A few years ago, being the thrill seeker than I am, I went to a national preaching conference.
It was held in Nashville.
Of all the amazing preachers I heard, the best was not on the program, so I skipped that, went to the Grand Ole Opry, and listened to Kris Kristofferson.
Kris offers a version of what we less artistic preachers call grace and truth in his song
Don't Cuss the Fiddle:
If we ever get to heaven, boys It ain't because we ain't done nothin' wrong We're in this gig together So let's settle down and steal each other's songs.
That's basically what's happening in our Revelation reading, and on your front porch.
When you order a package from Amazon Smile, with proceeds benefiting Shepherd of the Valley, thank you so much, it will likely arrive with a logo on the box.
There is an arrow pointing from the first A to the only Z in Amazon: A to Z.
Amazon is telling you in its brilliant, subtle way that everything you need, from A to Z, is available to you from them, and they will even deliver it all the way from Point A to you.
To Amazon be glory and dominion and inestimable profit forever and ever!
Worthy is the blue van who brings me all my sins!
Yes, that's a bit exaggerated, but Amazon stole God's song; God was the A and the Z, the Alpha and the Omega, not to mention the rest of the alphabet and a bag of chips, long before Jeff Bezos came down from heaven with William Shatner.
But Amazon is hardly alone in its pretensions to idolatry: Sunday now belongs to the NFL,
both political parties are peddling salvation from the hell governed by the other one, and Mark Zuckerberg is now king of a new reality called the Metaverse, which is Christmas for the internet, the incarnation reincarnated online.
Long after the Roman empire from Revelation days, the world is still stealing God's songs.
The Bible steals them back.
When Jesus was born, the angels announced the birth of a Savior in the same language used by the Roman imperial marketing department.
Today, John names Jesus the ruler of the kings of the earth, a phrase that Caesar copyrighted for himself.
Throughout Revelation, John takes Roman religious lyrics and reapplies them to a man that
Rome crucified, the criminal Christ, the sovereign from death row, the executed God.
He has no qualms about this theft, since he sees Rome stealing from God incessantly: stealing God's glory, God's authority, even stealing God's pride and joy—God's people.
After stealing the Christ's life, now Rome is stealing Christians—breaking them with poverty, threatening or wounding or killing them with violence, checkmating them socially and legally and economically into patriotic idolatry.
His letter tries to plug the dam, to reinforce the church against the onslaught of Roman conquest like an op-ed trying to close Amazon—or like a woman testifying against Facebook.
He is trying to point and woo and scare and shepherd his people back home to Jesus, which is a tough sell when your alternate king dies wearing a crown of thorns.

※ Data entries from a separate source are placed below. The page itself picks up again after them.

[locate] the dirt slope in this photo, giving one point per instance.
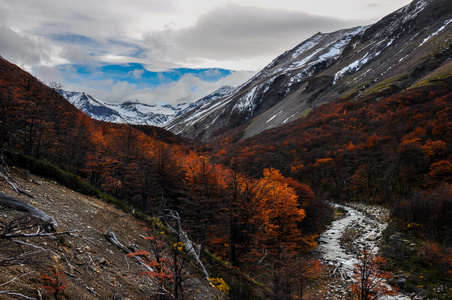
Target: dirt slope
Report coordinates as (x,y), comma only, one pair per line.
(94,268)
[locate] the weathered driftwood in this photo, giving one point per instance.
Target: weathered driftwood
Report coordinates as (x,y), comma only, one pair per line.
(189,247)
(17,204)
(9,181)
(111,237)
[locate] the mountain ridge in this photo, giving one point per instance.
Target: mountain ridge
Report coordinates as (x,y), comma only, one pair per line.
(329,66)
(134,111)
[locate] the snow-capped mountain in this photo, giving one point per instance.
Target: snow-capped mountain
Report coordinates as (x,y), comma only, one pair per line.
(394,53)
(135,112)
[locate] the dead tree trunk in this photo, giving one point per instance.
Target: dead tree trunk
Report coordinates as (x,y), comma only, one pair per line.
(17,204)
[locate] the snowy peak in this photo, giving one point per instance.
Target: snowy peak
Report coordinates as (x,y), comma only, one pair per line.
(395,52)
(133,111)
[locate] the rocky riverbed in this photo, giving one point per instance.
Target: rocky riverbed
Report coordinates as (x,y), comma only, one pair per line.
(360,227)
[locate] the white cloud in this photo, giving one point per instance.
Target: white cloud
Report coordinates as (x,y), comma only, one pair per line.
(28,51)
(188,88)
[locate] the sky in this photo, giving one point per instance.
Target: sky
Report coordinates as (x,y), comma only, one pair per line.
(165,51)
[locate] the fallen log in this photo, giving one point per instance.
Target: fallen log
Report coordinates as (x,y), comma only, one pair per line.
(17,204)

Today's reading is the overture introducing John's chorus: you're a different kingdom with a better king, you're sinners transformed into serving priests, and we're in this gig together.
So grace to you and peace from the one who was before Rome ever started, is now, and will long outlast Rome too, the A and the Z, and from the Spirit that one sends to unite and complete the church, and from Jesus the Christ, the real ruler of the kings of the earth.
But he's not just that.
Jesus is not just some big emperor in the sky.
He is also the faithful witness and the firstborn of the dead.
The Greek word for witness is martyr.
John is telling his people, living under the Roman sword of Damocles that can murder and
martyr them at any moment, that their true king has been there, done that.
The ruler of the kings of the earth who holds grace and peace for you also died at Rome's hands, and later lived to tell about it as the firstborn of the dead.
The guy in charge gets it.
He knows who you are and what you are going through, and he is faithful and reliable.
He made it through death to ultimate dominion, and he will guide you through too, because he loves us and freed us from our sins by his blood.
Exactly how this works remains a mystery, no matter how desperately his church tries to figure it out—and there are multiple theories.
One of the earliest is a version of what Saint Augustine said: the cross is the devil's mousetrap.
God pulls a bait and switch on Satan, stealing back the souls Satan stole from God and then also getting Jesus back on Easter, the firstborn of the dead promoted to ruler of the kings of the earth.
Jesus is indeed a thief on the cross—he steals us home to God.
If we ever get to heaven, boys and girls, it ain't because we ain't done nothin' wrong.
It's because we are forgiven and freed by a dead and risen king who broke the rules to heal the same broken, delusional world that stole his life and keeps trying to steal ours, a world opposed to God, a world trying to be God, a world confused by God, a world beloved by God, the world into which God sends us to serve lovingly as priests, brokers of grace. We're in this gig together So let's settle down and share each other's songs.